Alexander Darwin’s THE COMBAT CODES (Orbit, 456 pp., paperback, $18.99) shows a world organized around principles of hand-to-hand combat. In the distant past, martial monks called Grievar Knights offered their services to war-ravaged nations, replacing whole armies with single champions. The result was a worldwide armistice and the creation of the Knights’ Combat Codes, a set of instructions for living, fighting and dying well. Their core motto: “We fight so the rest shall not have to.”

But moneyed interests have sullied the Codes, and created a society where the Grievar generate both mass entertainment and an escalating arms race, with nations struggling to produce the fastest and strongest fighters by any means necessary. Murray Pearson is a formerly famous Knight turned scout, who is bitter and resigned to the corruption of the Codes — until he finds Cego, a boy enslaved by an underground fighting ring. Cego’s abilities and compassion give Murray hope for the future.

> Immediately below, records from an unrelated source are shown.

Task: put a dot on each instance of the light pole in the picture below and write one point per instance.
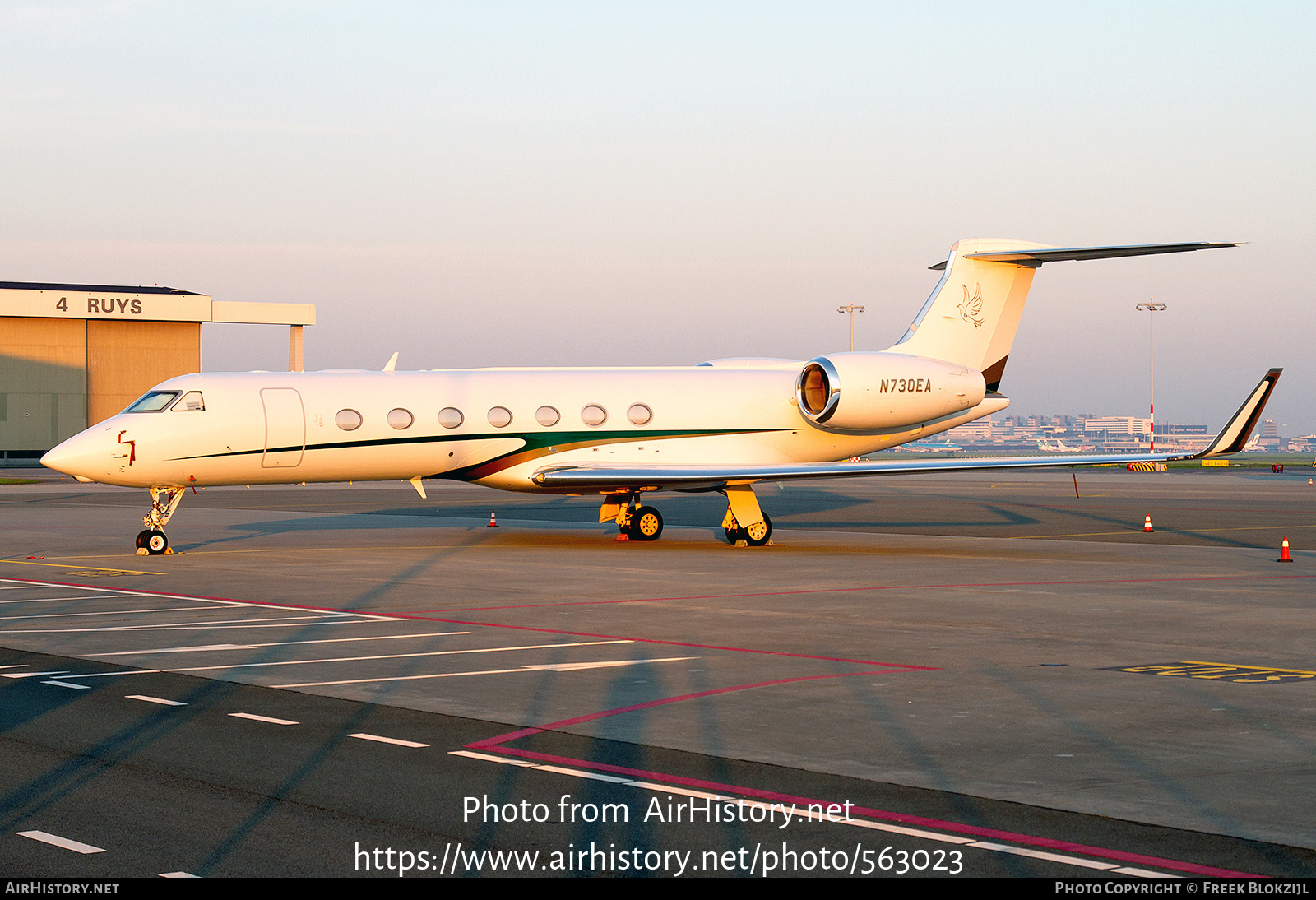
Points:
(1152, 309)
(850, 309)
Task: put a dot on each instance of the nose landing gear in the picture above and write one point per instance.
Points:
(744, 520)
(636, 522)
(164, 503)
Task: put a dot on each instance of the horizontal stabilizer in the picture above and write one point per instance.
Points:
(1037, 257)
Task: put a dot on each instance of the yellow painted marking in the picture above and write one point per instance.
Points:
(1227, 671)
(1267, 669)
(89, 568)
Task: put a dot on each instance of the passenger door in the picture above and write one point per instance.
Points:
(285, 428)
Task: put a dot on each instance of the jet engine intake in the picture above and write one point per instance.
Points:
(874, 391)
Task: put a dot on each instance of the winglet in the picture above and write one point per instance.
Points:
(1235, 434)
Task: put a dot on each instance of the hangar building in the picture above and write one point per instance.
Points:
(76, 355)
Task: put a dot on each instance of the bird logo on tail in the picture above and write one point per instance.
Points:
(971, 311)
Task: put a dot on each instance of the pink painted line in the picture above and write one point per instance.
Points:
(521, 628)
(494, 745)
(846, 590)
(589, 717)
(670, 643)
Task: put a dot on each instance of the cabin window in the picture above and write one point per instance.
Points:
(153, 401)
(191, 401)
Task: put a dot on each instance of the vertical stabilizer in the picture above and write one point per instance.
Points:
(973, 313)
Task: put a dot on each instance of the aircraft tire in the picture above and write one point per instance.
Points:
(758, 535)
(155, 542)
(646, 524)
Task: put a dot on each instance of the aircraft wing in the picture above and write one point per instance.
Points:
(603, 476)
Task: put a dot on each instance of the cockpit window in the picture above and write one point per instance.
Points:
(155, 401)
(191, 401)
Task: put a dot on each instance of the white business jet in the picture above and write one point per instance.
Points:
(620, 434)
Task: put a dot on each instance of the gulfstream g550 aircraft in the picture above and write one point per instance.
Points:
(619, 434)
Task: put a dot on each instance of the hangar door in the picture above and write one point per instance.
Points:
(285, 428)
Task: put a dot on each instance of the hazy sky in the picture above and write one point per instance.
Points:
(616, 183)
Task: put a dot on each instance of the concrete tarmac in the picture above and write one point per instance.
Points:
(994, 638)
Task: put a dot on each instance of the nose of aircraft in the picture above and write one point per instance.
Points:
(83, 456)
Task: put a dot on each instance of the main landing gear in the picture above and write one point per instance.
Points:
(164, 503)
(744, 524)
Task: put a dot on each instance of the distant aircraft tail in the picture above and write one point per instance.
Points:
(973, 313)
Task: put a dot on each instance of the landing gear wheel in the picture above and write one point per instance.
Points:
(758, 535)
(645, 524)
(155, 542)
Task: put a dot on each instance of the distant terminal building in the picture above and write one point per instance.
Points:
(76, 355)
(977, 430)
(1128, 425)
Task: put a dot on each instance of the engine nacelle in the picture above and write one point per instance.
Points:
(873, 391)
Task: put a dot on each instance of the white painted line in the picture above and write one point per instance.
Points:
(263, 719)
(910, 832)
(276, 643)
(160, 700)
(1144, 873)
(76, 847)
(211, 647)
(383, 740)
(1043, 854)
(670, 788)
(506, 761)
(523, 670)
(577, 772)
(394, 656)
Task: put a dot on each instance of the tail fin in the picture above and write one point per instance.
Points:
(973, 313)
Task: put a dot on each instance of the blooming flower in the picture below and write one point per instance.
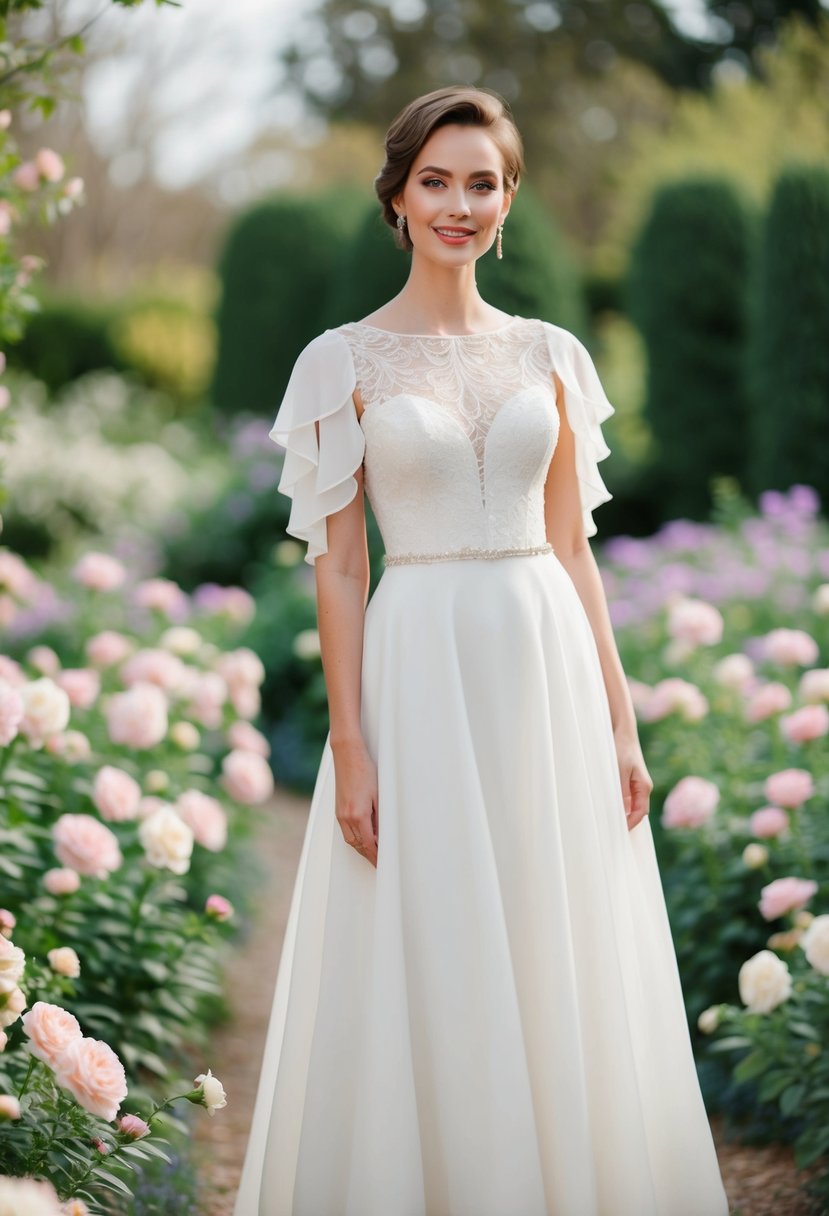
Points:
(763, 981)
(785, 895)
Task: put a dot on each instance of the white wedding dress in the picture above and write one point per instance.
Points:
(490, 1023)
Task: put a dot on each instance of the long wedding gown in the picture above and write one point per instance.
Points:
(491, 1022)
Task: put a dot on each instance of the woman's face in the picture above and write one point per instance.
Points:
(454, 198)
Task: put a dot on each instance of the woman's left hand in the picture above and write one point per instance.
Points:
(635, 778)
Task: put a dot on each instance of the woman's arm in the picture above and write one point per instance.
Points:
(565, 532)
(342, 591)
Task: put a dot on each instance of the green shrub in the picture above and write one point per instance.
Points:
(275, 269)
(688, 294)
(789, 347)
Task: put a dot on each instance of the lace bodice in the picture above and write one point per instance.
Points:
(456, 433)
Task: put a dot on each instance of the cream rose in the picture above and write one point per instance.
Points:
(763, 981)
(167, 840)
(94, 1075)
(50, 1030)
(816, 944)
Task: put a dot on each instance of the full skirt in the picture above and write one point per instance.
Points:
(490, 1023)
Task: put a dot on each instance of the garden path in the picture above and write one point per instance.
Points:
(759, 1181)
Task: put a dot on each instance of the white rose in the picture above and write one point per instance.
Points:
(63, 961)
(45, 710)
(12, 964)
(213, 1095)
(816, 944)
(763, 981)
(167, 840)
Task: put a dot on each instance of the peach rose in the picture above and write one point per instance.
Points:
(12, 964)
(766, 701)
(806, 724)
(691, 804)
(789, 788)
(813, 686)
(790, 648)
(768, 822)
(763, 981)
(86, 845)
(94, 1075)
(244, 737)
(247, 777)
(167, 840)
(99, 572)
(45, 710)
(206, 818)
(82, 686)
(116, 794)
(11, 711)
(108, 647)
(137, 718)
(785, 895)
(50, 1030)
(61, 880)
(63, 961)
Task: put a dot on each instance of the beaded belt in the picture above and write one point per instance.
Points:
(463, 553)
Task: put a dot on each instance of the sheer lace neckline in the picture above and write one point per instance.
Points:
(439, 337)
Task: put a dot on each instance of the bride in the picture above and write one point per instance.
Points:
(478, 1009)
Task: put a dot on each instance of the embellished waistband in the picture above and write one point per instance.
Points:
(456, 555)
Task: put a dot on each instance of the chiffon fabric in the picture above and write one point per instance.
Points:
(490, 1023)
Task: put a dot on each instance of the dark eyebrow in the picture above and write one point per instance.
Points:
(445, 173)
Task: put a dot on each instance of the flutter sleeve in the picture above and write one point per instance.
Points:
(587, 407)
(319, 476)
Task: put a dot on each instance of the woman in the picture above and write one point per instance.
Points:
(478, 1009)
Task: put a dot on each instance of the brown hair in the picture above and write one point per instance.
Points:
(413, 125)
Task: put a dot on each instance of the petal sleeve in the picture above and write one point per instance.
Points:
(587, 407)
(317, 476)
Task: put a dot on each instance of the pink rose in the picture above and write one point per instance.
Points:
(133, 1126)
(107, 647)
(49, 164)
(806, 724)
(116, 794)
(154, 666)
(785, 895)
(86, 845)
(206, 818)
(137, 718)
(94, 1075)
(675, 696)
(82, 686)
(789, 788)
(692, 803)
(771, 698)
(163, 596)
(11, 711)
(99, 572)
(218, 907)
(247, 777)
(246, 737)
(50, 1030)
(813, 686)
(61, 882)
(768, 822)
(790, 648)
(694, 623)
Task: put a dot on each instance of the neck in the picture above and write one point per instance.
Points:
(441, 298)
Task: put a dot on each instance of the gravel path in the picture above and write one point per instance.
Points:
(759, 1181)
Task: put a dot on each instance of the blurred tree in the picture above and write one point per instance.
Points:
(536, 276)
(789, 352)
(275, 269)
(688, 294)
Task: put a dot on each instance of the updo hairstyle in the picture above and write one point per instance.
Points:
(413, 125)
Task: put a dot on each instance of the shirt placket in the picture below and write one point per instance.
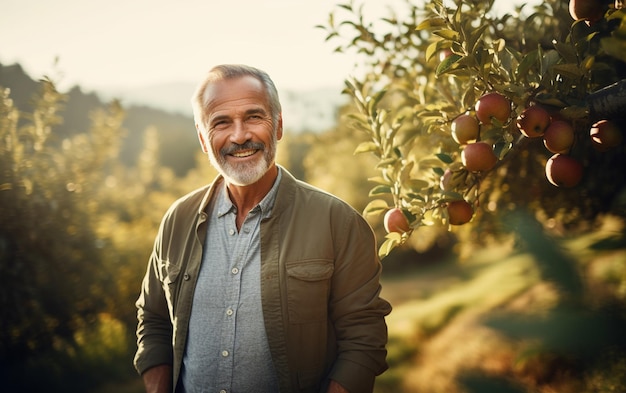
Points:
(239, 243)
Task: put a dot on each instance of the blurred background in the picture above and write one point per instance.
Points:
(97, 140)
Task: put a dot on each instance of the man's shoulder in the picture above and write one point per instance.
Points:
(190, 202)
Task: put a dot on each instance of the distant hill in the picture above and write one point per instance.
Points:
(308, 110)
(177, 136)
(166, 107)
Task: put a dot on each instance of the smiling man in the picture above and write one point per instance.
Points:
(258, 282)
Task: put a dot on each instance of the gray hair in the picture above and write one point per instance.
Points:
(232, 71)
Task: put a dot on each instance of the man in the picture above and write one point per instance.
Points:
(258, 282)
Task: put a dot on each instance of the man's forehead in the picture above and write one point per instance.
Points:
(246, 85)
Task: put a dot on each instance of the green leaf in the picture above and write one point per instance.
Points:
(375, 207)
(447, 64)
(447, 34)
(416, 184)
(380, 180)
(430, 23)
(380, 189)
(392, 241)
(366, 147)
(445, 158)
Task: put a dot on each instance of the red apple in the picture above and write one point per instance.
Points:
(396, 221)
(563, 170)
(533, 121)
(459, 212)
(465, 128)
(493, 105)
(478, 156)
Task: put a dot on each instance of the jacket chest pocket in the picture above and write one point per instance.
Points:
(308, 288)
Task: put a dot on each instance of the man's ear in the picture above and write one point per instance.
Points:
(201, 138)
(279, 129)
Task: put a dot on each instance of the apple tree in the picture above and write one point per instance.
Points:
(471, 113)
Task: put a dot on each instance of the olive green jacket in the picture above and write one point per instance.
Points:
(319, 288)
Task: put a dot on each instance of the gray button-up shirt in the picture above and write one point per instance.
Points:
(227, 348)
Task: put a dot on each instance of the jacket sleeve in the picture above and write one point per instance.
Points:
(154, 327)
(356, 309)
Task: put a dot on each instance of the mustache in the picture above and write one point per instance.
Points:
(248, 145)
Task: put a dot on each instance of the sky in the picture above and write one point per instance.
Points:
(131, 43)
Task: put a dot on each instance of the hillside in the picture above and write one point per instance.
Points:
(164, 108)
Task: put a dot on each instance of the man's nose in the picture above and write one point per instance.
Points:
(240, 133)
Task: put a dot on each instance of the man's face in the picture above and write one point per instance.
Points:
(241, 137)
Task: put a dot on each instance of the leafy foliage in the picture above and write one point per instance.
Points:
(431, 64)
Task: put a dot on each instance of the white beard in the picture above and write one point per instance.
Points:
(247, 173)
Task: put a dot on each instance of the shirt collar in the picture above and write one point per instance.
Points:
(225, 205)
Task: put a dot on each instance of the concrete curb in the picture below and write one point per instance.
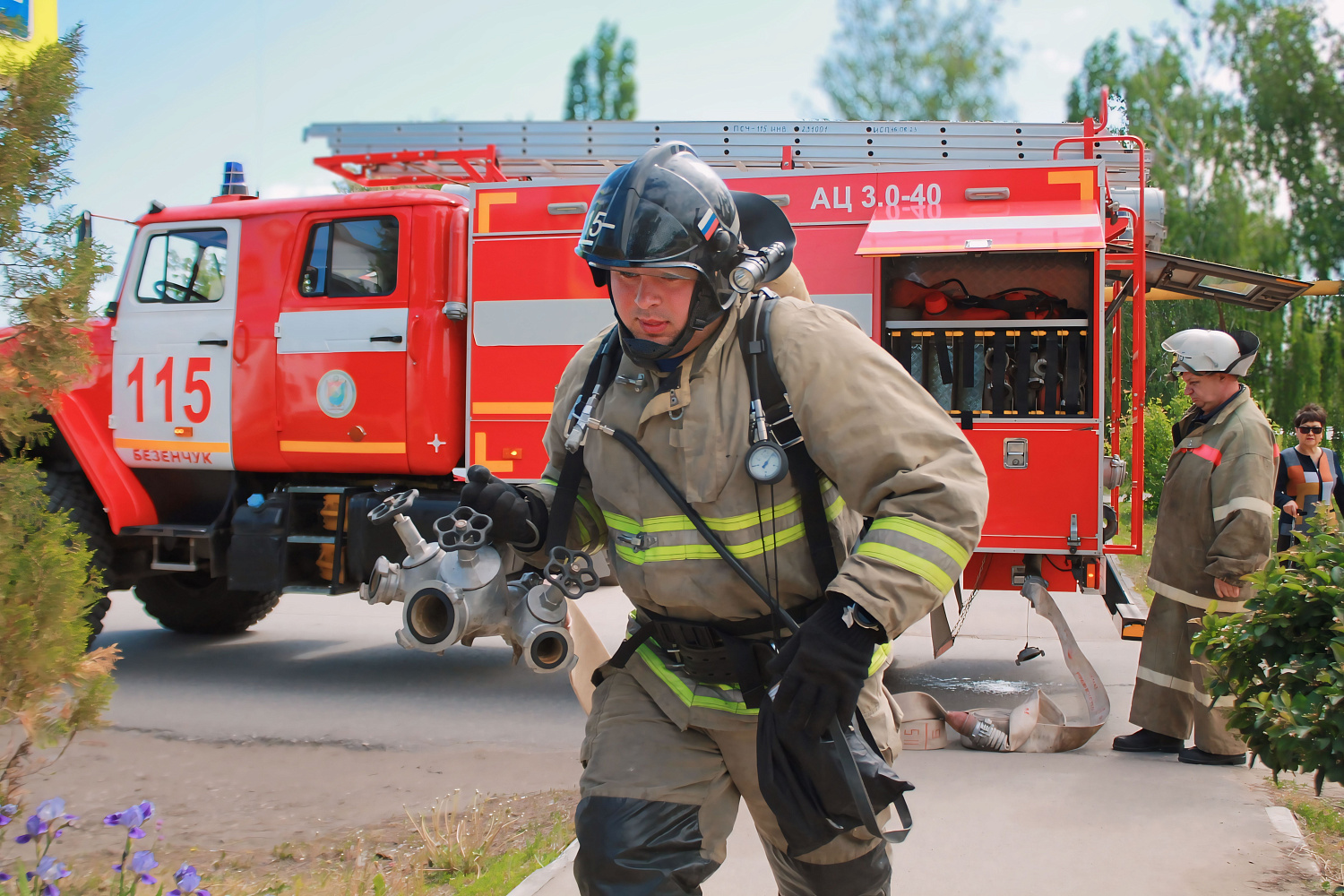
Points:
(534, 883)
(1285, 823)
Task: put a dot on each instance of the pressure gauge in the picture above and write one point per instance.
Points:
(766, 462)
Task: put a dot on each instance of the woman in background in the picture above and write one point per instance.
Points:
(1306, 474)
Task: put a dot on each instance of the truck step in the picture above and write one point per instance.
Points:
(1126, 607)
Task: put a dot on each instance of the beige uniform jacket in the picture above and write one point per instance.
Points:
(1217, 509)
(883, 445)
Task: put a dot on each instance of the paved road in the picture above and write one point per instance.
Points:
(280, 708)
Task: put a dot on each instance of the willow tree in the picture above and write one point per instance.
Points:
(50, 579)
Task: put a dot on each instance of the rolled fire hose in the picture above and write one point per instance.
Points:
(1037, 724)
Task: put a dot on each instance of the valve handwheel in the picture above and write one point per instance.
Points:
(572, 573)
(392, 505)
(462, 530)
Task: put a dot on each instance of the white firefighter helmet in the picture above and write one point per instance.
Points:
(1210, 351)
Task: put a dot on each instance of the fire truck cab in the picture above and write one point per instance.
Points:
(271, 370)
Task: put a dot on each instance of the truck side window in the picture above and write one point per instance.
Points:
(349, 258)
(185, 266)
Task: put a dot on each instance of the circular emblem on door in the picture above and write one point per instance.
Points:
(336, 394)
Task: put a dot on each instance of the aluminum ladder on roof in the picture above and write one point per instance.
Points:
(593, 148)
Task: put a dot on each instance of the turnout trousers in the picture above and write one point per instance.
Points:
(658, 804)
(1169, 688)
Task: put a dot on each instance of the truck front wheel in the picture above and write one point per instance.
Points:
(195, 603)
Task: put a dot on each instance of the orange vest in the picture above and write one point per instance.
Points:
(1308, 489)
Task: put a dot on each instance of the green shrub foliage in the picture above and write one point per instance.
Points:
(48, 685)
(1282, 659)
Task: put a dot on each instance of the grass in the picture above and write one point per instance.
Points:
(387, 860)
(1322, 820)
(1136, 564)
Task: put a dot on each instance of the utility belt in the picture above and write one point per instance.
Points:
(725, 653)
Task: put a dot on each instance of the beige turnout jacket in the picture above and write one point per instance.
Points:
(1217, 512)
(884, 447)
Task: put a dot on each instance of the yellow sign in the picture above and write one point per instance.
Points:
(29, 24)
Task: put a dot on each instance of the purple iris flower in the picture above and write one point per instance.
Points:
(51, 809)
(131, 818)
(188, 882)
(50, 871)
(140, 864)
(34, 828)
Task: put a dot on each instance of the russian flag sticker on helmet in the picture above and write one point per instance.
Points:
(709, 225)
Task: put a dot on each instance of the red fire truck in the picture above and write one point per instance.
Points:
(271, 370)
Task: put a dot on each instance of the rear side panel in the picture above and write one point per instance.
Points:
(1048, 505)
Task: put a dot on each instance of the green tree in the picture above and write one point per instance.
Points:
(1241, 109)
(602, 78)
(48, 685)
(1289, 62)
(916, 59)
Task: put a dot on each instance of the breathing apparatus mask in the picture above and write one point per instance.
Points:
(668, 210)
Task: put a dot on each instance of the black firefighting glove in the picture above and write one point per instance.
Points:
(519, 517)
(822, 668)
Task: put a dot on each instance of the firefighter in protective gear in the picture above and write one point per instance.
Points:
(1212, 530)
(669, 747)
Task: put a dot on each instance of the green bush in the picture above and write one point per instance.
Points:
(1282, 659)
(1158, 445)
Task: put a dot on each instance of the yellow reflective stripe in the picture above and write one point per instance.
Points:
(677, 522)
(895, 556)
(659, 554)
(685, 692)
(925, 533)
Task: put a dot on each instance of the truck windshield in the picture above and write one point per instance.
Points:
(185, 266)
(354, 257)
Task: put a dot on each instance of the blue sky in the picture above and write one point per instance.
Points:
(177, 89)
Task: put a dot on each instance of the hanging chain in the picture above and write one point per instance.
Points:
(965, 607)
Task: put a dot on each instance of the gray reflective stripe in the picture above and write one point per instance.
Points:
(1193, 599)
(917, 548)
(540, 322)
(1255, 505)
(1164, 680)
(746, 535)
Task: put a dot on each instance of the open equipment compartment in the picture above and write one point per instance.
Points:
(984, 365)
(1023, 386)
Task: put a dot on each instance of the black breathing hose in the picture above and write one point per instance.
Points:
(642, 457)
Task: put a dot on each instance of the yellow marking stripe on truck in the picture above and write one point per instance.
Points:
(513, 408)
(344, 447)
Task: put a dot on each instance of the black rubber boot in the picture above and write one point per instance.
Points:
(1196, 756)
(1145, 740)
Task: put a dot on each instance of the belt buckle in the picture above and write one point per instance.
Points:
(639, 541)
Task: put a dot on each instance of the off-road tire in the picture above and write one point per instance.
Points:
(73, 493)
(195, 603)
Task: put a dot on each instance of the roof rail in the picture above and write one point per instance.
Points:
(390, 153)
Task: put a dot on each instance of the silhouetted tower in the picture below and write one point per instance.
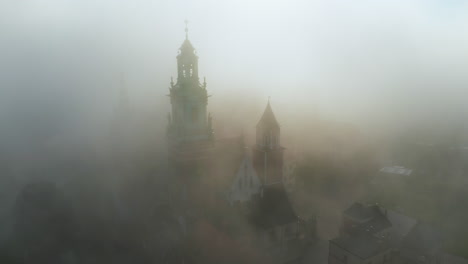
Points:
(267, 152)
(188, 121)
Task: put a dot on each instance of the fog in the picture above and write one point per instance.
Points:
(348, 81)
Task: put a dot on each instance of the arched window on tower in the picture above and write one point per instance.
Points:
(195, 114)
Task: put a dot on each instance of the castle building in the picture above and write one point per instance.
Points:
(189, 125)
(205, 169)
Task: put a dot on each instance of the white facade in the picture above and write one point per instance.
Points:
(246, 182)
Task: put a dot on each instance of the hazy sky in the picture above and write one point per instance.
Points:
(349, 60)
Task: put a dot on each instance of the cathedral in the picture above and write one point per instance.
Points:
(209, 173)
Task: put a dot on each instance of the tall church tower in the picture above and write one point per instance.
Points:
(267, 152)
(189, 125)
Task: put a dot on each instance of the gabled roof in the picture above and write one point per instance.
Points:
(268, 119)
(360, 212)
(273, 208)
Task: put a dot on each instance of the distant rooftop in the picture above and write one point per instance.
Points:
(363, 246)
(397, 170)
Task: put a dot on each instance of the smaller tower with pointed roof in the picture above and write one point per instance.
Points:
(267, 152)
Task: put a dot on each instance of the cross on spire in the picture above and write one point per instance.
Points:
(186, 28)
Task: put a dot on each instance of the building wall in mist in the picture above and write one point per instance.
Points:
(337, 255)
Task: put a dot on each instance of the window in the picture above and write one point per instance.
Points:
(194, 114)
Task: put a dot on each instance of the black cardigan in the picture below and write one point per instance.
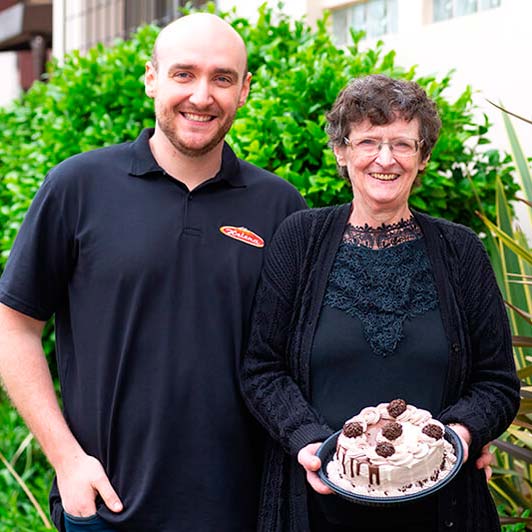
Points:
(481, 391)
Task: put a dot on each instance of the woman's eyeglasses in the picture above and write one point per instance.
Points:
(371, 147)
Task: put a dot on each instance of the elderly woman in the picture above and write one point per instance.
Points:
(369, 301)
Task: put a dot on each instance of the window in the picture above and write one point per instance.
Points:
(375, 17)
(446, 9)
(88, 22)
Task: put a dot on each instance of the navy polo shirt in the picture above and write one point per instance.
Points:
(151, 286)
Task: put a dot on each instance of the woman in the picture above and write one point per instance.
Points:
(366, 302)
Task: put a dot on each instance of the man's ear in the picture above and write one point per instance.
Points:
(150, 80)
(244, 91)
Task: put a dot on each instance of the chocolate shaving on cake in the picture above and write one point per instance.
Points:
(384, 449)
(392, 430)
(434, 431)
(396, 407)
(353, 429)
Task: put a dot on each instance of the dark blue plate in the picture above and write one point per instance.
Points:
(326, 452)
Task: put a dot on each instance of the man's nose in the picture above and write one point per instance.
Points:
(201, 95)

Initially self-published in 2015 but expanded in this edition, “The Combat Codes” is in several ways a stock book of types: a grizzled veteran takes a gifted orphan to a prestigious boarding school to receive a dangerous education in secret arts. Scenes and characters, especially early on, arrive on the page as if ordered from a network TV warehouse.

But as soon as someone throws a punch, the book shines. Darwin writes violence with the rhythm and surprise of a well-executed sonnet, wedding the smooth grace of choreography with the unflinching brutality of fists breaking bone. The fights are mesmerizing, layered like fascia, twitching and flexing and propelling the story toward a conclusion that both satisfies and opens the door to the next volume.


Amal El-Mohtar is a Hugo Award-winning writer and co-author, with Max Gladstone, of “This Is How You Lose the Time War.”